O presidente da Associação dos Surdos de Goiânia (ASG), Leonardo Rasmussen, defende que o Dia Nacional da Libras é importante tanto para os usuários da língua quanto para a comunidade em geral. “Nós, surdos, temos a oportunidade de celebrar a nossa principal forma de expressão e, em contrapartida, é uma ocasião para impulsionar a difusão do aprendizado”, opina.
Rasmussen nasceu ouvinte, mas perdeu totalmente a audição após contrair catapora aos 7 meses de idade. Ele conta que o diagnóstico foi desafiador para seus pais, que acabaram se separando, mas que encontrou na mãe e no avô todo o apoio que precisou.
O presidente da ASG aprendeu Libras ao frequentar a primeira unidade escolar especial de surdos em Goiás, a extinta Escola Estadual Especial Maria Lusia de Oliveira, em Goiânia. Após o fechamento da escola, contou com o apoio da ASG para concluir o ensino médio em outro local. Hoje, com 38 anos, Rasmussen é formado em licenciatura em letras/Libras pela Universidade Federal de Goiás (UFG) e em pedagogia pelo Instituto Federal de Goiás.
“Foi um processo de aprendizado muito natural, mas, antes da lei que reconheceu a Libras, em 2002, ela não era aceita tão facilmente pela sociedade”, relembra. Em sua visão, trata-se de mais que uma língua, um meio de socialização, expressão e cultura de toda uma comunidade.
No Parlamento goiano
A Assembleia Legislativa do Estado de Goiás (Alego) conta com dois intérpretes/tradutores de Libras em seu quadro de servidores efetivos. Lotados na TV Assembleia Legislativa, Gabriel dos Santos e Mauro de Oliveira fazem a interpretação em tempo real das atividades parlamentares realizadas nas tardes de terça, quarta e quinta-feira. Além disso, traduzem alguns programas da emissora e cursos da Escola do Legislativo.

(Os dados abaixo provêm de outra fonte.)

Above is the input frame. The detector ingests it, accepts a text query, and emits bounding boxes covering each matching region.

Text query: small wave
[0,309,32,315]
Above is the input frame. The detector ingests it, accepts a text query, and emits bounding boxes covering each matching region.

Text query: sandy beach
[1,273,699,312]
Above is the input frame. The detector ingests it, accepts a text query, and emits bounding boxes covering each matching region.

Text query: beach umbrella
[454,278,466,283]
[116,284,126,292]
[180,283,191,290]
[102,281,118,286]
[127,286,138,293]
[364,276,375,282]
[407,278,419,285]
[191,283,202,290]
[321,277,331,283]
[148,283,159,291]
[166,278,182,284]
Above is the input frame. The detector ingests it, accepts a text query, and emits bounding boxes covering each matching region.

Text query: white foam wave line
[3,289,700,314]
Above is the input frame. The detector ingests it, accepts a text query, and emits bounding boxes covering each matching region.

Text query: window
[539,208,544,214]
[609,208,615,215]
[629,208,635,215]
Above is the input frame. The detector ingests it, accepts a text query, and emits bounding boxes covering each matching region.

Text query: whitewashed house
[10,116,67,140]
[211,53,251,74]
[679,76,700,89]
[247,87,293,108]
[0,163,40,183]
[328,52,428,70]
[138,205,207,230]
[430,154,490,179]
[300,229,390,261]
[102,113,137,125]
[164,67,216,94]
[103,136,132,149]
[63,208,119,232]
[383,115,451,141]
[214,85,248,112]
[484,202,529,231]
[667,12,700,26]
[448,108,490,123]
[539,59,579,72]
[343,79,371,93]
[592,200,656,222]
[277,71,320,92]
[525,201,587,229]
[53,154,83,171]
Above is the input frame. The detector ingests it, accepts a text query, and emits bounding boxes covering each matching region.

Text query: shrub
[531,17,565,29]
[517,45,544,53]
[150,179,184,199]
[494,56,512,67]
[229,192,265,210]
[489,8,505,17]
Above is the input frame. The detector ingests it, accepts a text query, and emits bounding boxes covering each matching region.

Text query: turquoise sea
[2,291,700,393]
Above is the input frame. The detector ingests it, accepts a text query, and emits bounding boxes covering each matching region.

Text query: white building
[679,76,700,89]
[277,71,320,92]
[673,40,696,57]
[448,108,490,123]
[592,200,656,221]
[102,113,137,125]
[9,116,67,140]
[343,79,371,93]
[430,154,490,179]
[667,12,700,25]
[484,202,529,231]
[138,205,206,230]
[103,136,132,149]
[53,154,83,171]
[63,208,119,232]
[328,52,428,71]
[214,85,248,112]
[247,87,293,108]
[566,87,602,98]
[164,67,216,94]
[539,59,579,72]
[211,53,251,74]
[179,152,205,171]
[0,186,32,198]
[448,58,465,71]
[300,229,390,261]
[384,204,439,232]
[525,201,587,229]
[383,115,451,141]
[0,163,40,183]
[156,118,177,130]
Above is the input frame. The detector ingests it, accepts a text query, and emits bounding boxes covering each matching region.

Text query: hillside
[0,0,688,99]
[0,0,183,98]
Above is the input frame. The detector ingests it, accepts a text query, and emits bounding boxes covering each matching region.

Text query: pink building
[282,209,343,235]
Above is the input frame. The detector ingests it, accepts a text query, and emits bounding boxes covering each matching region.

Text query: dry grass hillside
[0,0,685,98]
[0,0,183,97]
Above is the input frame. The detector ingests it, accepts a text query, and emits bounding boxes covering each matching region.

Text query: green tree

Outra iniciativa de destaque na Casa de Leis é da Escola do Legislativo, que oferece periodicamente cursos de introdução à Libras para os servidores. Tornar-se fluente ou não, explicam Santos e Oliveira, depende de quanto tempo a pessoa está disposta a se dedicar ao aprendizado. Entretanto, destacam, promover aulas introdutórias é de extrema importância.
“São oportunidades para que as pessoas aprendam pelo menos o mínimo necessário para atender adequadamente o usuário da Libras, por exemplo. É um primeiro esforço para a quebra da barreira comunicacional, que também reflete na superação atitudinal, na quebra de preconceitos”, defendem os servidores. E completam: “Saber como abordar e tratar esse público é tão importante quanto conhecer a própria língua”.

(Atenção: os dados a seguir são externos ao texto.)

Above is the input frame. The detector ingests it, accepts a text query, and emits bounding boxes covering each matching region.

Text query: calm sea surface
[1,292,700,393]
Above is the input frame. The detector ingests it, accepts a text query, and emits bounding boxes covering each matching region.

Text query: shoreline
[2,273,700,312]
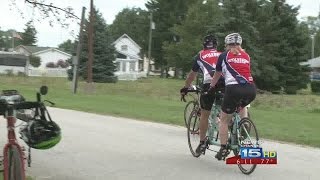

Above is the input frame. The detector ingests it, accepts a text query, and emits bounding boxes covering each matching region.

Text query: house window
[122,62,127,72]
[117,52,126,59]
[116,62,120,71]
[129,62,135,71]
[121,45,128,51]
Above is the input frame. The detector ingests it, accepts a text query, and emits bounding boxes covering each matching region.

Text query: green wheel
[187,110,201,157]
[236,118,259,175]
[184,100,199,128]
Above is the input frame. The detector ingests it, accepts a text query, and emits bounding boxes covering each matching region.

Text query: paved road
[1,108,319,180]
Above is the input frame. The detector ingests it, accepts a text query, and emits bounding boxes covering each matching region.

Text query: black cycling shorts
[200,83,224,111]
[221,84,256,114]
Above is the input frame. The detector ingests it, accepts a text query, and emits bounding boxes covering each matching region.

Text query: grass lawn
[0,173,33,180]
[0,75,320,147]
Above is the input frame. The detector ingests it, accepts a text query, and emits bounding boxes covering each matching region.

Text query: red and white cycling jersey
[216,50,254,85]
[192,49,224,84]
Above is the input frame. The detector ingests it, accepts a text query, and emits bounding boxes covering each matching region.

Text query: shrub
[46,62,57,68]
[284,86,298,94]
[311,81,320,93]
[56,59,69,68]
[29,55,41,67]
[5,69,14,76]
[17,71,26,77]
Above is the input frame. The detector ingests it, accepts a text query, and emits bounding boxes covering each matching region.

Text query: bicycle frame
[206,101,242,151]
[3,104,26,180]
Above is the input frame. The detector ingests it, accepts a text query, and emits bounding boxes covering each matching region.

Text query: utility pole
[72,6,86,94]
[312,34,315,59]
[87,0,94,84]
[147,12,153,76]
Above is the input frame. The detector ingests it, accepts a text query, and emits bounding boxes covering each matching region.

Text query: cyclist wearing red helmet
[209,33,256,160]
[180,34,225,156]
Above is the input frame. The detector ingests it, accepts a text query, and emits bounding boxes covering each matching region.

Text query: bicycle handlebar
[180,87,202,102]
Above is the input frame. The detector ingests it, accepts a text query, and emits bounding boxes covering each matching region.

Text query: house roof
[15,45,71,57]
[301,57,320,68]
[0,52,28,67]
[33,48,72,57]
[112,34,142,50]
[16,45,66,54]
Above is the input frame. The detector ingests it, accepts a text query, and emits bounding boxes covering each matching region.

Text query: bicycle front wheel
[184,100,199,128]
[236,117,259,175]
[187,110,201,157]
[4,145,25,180]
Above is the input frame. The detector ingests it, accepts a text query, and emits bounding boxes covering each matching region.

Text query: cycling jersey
[216,50,254,85]
[192,49,224,84]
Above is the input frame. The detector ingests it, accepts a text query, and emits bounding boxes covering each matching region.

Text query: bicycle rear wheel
[184,100,199,128]
[187,110,201,157]
[4,145,25,180]
[235,118,259,175]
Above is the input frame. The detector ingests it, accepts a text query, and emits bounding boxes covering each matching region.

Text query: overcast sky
[0,0,319,47]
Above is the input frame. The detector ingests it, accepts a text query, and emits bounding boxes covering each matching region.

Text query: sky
[0,0,319,48]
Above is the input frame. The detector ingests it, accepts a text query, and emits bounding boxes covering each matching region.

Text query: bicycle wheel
[184,100,199,128]
[236,118,259,175]
[187,110,201,157]
[5,145,24,180]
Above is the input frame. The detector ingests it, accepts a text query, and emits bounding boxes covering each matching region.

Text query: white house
[0,51,28,75]
[112,34,146,80]
[300,57,320,80]
[15,45,71,77]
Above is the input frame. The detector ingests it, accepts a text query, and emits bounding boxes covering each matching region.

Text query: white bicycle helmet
[225,33,242,45]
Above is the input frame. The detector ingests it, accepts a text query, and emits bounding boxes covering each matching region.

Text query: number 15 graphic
[240,147,262,159]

Atentos à importância da promoção da Libras na sociedade, sugestões dos deputados da 20ª Legislatura relativas ao tema tramitam na Casa. O projeto nº 8347/23, assinado por Lineu Olimpio (MDB), propõe obrigar repartições públicas, empresas concessionárias de serviços públicos e instituições financeiras de Goiás a oferecerem atendimento em Libras.
Prevê-se que os órgãos que compõem a administração pública direta e indireta do Estado terão o prazo de 180 dias para se adequar. No momento, a matéria aguarda relatório de Lucas do Vale (MDB) na Comissão de Constituição, Justiça e Redação (CCJ).
Enquanto isso, a obrigatoriedade de acompanhamento por intérprete em consultas de saúde depende de apenas mais um aval do Plenário para seguir à possível sanção. A ideia nº 10887/22 é de Talles Barreto (UB).
Dois parlamentares apostam na criação de datas especiais para aumentar a conscientização. O Dia Estadual do Tradutor e Intérprete da Libras, a ser celebrado anualmente em 26 de julho, é iniciativa do Delegado Eduardo Prado (PL). Enquanto isso, Mauro Rubem (PT) pleiteia instituir, em setembro, o Mês de Conscientização Sobre a importância de Libras nas escolas de Goiás.
“Muitas pessoas acreditam que apenas quem têm surdos na família ou que trabalham com pessoas com deficiência auditiva precisam aprender Libras. Contudo, aprender a comunicação dos surdos é essencial para a inclusão de todos na sociedade”, defende Rubem.